It may be the beginning of justice for those who lost their lives when prophet TB Joshua's illegal multi-storey building collapsed in September of last year. Three weeks ago, he had prayed the courts in Lagos, Nigeria to throw out the coroner's court findings and therefore not consider him liable for the deaths of innocent, albeit gullible, miracle seekers.
The court, of course, threw out his ludicrous request and the presiding judge described it as "ungrantable." Most of those who died were from South Africa.
Mr Joshua has been absent from the pulpit in his church for nearly six months, and may not be physically present tomorrow at the arraignment. His last public appearance was at the inauguration of Tanzania's recently elected president, whose electoral victory he purportedly foresaw. Mr Joshua's absence tomorrow is certainly a cause for concern and it may just be that this whole judicial process is a sham.
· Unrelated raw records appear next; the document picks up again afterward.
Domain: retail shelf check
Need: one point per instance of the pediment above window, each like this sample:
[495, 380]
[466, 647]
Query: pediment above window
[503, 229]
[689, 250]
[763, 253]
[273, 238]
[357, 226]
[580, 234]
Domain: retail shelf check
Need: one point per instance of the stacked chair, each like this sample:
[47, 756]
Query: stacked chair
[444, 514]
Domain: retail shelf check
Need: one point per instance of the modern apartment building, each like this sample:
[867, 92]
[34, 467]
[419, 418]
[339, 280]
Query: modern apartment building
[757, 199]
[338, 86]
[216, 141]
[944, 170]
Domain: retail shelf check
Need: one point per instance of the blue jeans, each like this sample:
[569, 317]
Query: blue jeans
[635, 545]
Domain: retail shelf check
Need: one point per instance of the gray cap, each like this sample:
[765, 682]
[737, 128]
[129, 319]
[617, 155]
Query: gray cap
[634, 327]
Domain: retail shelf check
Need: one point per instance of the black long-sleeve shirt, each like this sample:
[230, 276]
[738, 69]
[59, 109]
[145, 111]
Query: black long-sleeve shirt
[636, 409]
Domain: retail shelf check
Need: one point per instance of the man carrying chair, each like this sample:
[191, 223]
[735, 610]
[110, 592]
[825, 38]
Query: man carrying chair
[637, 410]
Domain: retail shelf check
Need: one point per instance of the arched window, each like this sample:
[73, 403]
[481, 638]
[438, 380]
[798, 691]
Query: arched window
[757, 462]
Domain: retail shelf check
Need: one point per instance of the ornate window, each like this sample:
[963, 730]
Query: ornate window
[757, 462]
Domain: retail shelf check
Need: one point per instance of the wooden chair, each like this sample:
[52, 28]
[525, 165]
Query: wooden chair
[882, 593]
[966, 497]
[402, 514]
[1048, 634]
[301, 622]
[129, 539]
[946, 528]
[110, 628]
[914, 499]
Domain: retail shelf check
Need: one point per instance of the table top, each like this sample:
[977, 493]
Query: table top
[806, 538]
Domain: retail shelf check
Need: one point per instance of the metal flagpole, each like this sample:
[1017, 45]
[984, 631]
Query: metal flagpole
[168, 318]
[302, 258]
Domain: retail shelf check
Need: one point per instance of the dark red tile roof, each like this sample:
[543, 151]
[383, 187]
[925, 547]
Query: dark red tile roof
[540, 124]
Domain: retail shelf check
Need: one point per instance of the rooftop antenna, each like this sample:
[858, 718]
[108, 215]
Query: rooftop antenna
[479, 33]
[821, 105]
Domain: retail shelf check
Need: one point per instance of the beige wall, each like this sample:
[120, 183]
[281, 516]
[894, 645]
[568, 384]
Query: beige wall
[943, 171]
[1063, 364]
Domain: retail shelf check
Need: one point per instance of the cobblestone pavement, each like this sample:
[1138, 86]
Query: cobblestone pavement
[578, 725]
I have promised to keep a close eye on this, and I am prepared for anything, this being Nigeria. South Africa, whose citizens made up majority of the victims, has been deafeningly silent in this whole matter, and has quietly buried its dead and moved on. No one has talked about justice for the victims. Mr Joshua's sense of impunity is founded on the premise of his prominence as a renowned and well connected christian preacher. His followers have absolved him of all blame and continue to insist that a UFO caused the building to collapse.
Tomorrow, those who will appear in court, if they do, will be the engineers who added an extra storey or two to a building whose foundation could not hold the extra weight. They cannot deny that Mr Joshua was privy to their illegal, and fatal, modification. This will certainly be a test of Nigeria's notoriously corrupt judiciary, and also the new administration of president Muhammadu Buhari and his anti-corruption mantra. All we have to do is watch the events as they unfold and pray (not to any god) that justice prevails.